The problem is that you have to write at a particular font size or else the third dimension distance is ambiguous. In 2D writing systems, a letter 'S' drawn on inch high is as comprehensible as the same letter drawn a half inch high. But with your system, the small S looks almost the same as a large S with a smaller Z-height.
The distance between the two tips of the pen apply a fundamental scale to the text which prevents you from using it to make a tiny footnote or write a huge poster.
This confusion between Z-distance and "font size" would make it tough to recover the 3D data if you don't have some absolute scale references.
A related issue is that the Z-distance can only easily be read back when the pen is known to be travelling at 90 degrees to the tip separation - so letters like 'O' allow easy conveying of Z data - but either I's or _'s or /'s do not (depending on what convention is chosen for the pen orientation). That can perhaps be fixed by careful glyph choices, but eliminating a wide range of glyphs that would have ambiguous Z-height might easily erase the extra information content that could be encoded in Z.
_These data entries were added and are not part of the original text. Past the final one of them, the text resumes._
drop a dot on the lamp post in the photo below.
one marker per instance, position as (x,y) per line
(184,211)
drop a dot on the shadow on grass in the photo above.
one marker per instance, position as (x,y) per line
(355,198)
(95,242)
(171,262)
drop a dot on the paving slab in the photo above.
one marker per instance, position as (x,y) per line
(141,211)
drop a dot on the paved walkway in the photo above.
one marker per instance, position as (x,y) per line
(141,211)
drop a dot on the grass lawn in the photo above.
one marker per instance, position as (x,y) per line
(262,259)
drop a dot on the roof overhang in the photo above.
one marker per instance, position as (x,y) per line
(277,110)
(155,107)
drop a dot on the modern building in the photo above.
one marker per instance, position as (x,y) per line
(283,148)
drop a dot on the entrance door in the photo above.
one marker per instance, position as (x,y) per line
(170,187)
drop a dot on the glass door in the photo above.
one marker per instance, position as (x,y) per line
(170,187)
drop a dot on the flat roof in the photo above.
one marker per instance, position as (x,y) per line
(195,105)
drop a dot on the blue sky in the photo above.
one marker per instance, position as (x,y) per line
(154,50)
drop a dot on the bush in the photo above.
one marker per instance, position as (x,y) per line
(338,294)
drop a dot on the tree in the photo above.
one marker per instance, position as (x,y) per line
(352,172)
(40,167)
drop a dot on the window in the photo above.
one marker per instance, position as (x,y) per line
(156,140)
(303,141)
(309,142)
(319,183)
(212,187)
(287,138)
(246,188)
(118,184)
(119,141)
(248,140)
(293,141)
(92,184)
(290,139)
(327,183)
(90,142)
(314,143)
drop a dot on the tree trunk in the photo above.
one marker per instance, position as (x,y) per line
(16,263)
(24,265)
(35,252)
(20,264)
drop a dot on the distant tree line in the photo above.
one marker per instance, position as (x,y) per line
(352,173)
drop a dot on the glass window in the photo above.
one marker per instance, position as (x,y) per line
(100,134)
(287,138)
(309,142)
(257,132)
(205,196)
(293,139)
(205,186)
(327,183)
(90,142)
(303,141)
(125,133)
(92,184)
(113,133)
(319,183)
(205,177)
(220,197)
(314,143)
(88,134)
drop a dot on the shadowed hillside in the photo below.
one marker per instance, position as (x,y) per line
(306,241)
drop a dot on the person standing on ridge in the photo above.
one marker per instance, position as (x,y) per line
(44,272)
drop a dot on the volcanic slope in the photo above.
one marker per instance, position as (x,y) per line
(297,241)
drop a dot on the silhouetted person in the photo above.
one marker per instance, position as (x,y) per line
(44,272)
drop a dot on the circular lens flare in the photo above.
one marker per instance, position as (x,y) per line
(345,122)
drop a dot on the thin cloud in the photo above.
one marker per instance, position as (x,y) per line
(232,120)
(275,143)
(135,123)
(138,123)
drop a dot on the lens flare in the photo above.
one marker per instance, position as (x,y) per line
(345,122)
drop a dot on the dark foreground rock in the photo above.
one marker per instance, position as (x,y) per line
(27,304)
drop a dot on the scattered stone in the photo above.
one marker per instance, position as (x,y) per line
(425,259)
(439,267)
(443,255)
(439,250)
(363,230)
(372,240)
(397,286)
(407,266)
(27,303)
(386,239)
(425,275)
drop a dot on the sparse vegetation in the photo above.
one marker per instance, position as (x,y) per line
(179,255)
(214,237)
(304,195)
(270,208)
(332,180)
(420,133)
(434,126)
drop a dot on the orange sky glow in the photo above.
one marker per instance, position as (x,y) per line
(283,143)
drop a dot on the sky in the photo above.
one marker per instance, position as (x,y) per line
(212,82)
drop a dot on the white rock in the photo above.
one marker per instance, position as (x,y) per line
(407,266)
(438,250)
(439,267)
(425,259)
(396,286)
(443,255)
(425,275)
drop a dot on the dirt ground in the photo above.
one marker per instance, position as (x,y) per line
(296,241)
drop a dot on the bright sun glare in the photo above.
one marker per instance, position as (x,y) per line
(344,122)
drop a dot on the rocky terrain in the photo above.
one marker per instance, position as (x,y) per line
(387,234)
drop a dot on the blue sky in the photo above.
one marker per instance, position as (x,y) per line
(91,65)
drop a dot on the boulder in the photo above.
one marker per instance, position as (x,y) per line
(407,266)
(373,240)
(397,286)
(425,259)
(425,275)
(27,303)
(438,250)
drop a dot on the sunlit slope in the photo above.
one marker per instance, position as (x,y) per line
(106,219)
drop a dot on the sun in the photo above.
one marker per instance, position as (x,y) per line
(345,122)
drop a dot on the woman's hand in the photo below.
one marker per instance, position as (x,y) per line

I'd also point out that using an easily obtainable pressure-sensitive digital pen in a system like Photoshop or GIMP allows you to convey the third axis using pressure (which could trivially be translated into Z-height using a spring in the shaft of the pen) - but without the problems introduced by having the two nib system. In those software packages, you generally map pressure onto line width, which (with an appropriate 'brush' shape ) produces very similar results to your solution. Using a system like that in practice produces similar issues of legibility for small and large 'font sizes'. When writing in a 'brush script', you need to change the size of the brush depending on how big you're planning to write - or the lettering rapidly becomes incomprehensible...and that's even when the information is conveyed in the 2D shape alone with pressure not being a part of the 'information content'. Your system has that - and worse - to contend with.